I love Ted Talks. I mean I love them. Even if I don’t agree with the opinions expressed in a Ted Talk, I’ll probably watch it anyway, just to squeeze the thought-juice from my mind-grapes. (That’s a 30 Rock reference, in case you’re wondering.)
The first Ted Talk I ever watched was probably the best I’ve seen—a moving discussion about music and its power to move the human spirit by Benjamin Zander. There are so many things in this talk that I want to memorize and dispense to my own students; it gets beyond the nuts and bolts of music to the reason anyone cares or pursues music in the first place—because at some point they had an experience that moved them and they want to know how to come to that place again.

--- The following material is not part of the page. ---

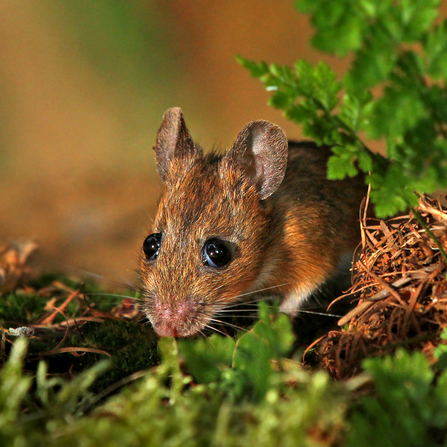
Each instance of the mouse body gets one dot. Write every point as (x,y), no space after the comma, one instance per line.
(263,215)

[I was inspired to revisit this talk because of a post by John Gardner on Theology Through the Arts at his blog Honey and Locusts. There he posted a video of Jeremy Begbie, professor of systematic theology at the Duke Divinity School, who’s also a trained musician. I really enjoyed the video, which touched on some interesting music theory/theology analogies (although I thought Begbie was a little fuzzy on some of the theory).]
So here’s the vid:
It is unfortunate that Zander has recently been entangled in an imbroglio at New England Conservatory, where he taught for forty-five years. He hired a videographer who had a history of sex offense. There are many details to the issues which you can read here, but despite a lapse in judgement, it is a shame that students at NEC will be without such a fine teacher. I think Zander is in many ways this generation’s Leonard Bernstein, for his interest in and ability to talk to the layperson about music.